The Tooting Trolley
At the foot of the Mud Island bridge runs a trolley. The trolley is painted a happy yellow and green. It toots across the street like a toy. But every day, when the trolley is approaching and the caution arm descending, people veer around the arm and scoot cross the track. This is the level of our collective sophistication: trying to “beat the trolley.”
In 1960, on a cold December night in Colorado Springs, my father was killed trying to beat the train. He was in a hurry, he had places to go. Only a short time before, the Western Slope of Colorado had been working alive with the uranium boom. That time had passed, but my dad still pursued uranium business on the Slope, still worked uranium leases. So when the red lights flashed, telling him to wait, he sped up instead.
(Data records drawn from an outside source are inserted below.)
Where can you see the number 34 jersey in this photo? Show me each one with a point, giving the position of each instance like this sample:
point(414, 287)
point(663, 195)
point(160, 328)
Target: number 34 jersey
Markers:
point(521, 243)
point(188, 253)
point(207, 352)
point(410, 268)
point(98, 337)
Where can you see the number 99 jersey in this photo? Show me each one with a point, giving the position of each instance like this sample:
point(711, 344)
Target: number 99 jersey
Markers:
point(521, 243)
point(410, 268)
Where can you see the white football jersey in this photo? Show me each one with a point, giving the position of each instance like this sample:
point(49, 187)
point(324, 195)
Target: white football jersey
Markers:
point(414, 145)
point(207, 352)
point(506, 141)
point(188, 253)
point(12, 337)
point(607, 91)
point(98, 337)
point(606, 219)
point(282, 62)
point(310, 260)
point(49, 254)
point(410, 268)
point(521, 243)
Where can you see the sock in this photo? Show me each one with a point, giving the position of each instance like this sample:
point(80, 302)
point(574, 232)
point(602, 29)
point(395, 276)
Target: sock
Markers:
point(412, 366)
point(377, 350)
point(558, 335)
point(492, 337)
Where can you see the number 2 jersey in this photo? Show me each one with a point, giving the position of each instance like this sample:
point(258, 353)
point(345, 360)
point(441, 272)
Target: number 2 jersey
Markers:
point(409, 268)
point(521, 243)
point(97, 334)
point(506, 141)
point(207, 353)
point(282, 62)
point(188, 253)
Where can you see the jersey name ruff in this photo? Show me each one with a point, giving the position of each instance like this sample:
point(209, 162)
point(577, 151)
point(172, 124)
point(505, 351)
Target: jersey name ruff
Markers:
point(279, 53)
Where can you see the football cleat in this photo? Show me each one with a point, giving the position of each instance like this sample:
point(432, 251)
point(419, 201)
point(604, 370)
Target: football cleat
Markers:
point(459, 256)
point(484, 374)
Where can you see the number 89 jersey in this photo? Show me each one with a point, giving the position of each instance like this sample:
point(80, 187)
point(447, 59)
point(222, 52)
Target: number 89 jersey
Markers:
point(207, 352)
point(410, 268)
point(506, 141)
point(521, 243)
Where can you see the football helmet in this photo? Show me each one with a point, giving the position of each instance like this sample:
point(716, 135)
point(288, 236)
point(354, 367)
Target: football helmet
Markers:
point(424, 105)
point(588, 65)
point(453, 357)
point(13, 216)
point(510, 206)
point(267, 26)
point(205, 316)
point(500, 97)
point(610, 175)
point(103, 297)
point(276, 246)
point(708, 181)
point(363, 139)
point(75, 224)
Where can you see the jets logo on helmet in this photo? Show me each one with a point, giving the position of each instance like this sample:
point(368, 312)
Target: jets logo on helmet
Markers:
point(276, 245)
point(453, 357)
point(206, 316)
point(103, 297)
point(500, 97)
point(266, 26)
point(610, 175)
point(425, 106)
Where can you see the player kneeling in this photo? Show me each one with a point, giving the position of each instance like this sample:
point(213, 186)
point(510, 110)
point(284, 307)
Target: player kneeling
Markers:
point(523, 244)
Three years old at the time, crazy about my Daddy Joe, I was traumatized by his death. The experts actually call it “traumatic bereavement.” When death is sudden and violent, the horror of it all trumps the grief. The little girl is afraid to think about her Daddy Joe – hit by a train! – just as sure as she’s drawn to the lonesome whistle whine.
Before I understood the effects of traumatic grief, I would feel guilty when I reacted in kinship with the passing train. How could I love this roaring monster that killed my dad? Now I know: we love that which is left for us to love. So I wrote a novel, TRACKING HAPPINESS: A SOUTHERN CHICKEN ADVENTURE, where the protagonist is a young women on a cross-country train trip coming to terms with the grief of losing her dad. It’s funny, this novel. But most things serious are.
So when folks look left and right, then scoot around the trolley arm, I wonder: what would your family think if you didn’t make it across? What if their grief was symbolized by a yellow and green toy trolley? Hit by the trolley! You can’t get much sillier than that.
Slow down. Wait. Lose your impatience. Don’t let death laugh at your passing.
2018 Summer Novels, cross country train trip, Funny novels 2018, Southern fiction, Summer beach reads, Summer reading 2018, Tracking Happiness: A Southern Chicken Adventure, Traumatic grief
derrick knight
Truly traumatic. My first wife died when our son was 14 months old. He had no words to explain why he wandered around at night
Ellen Morris Prewitt
This makes me grieve for your son though I don’t know him and ’twas a long time ago. When my grandsons were 3, I looked at their adoration of their parents and wondered how anyone could believe a child is “too young” to know what it means to lose a parent. But, of course, my eyes were open for it.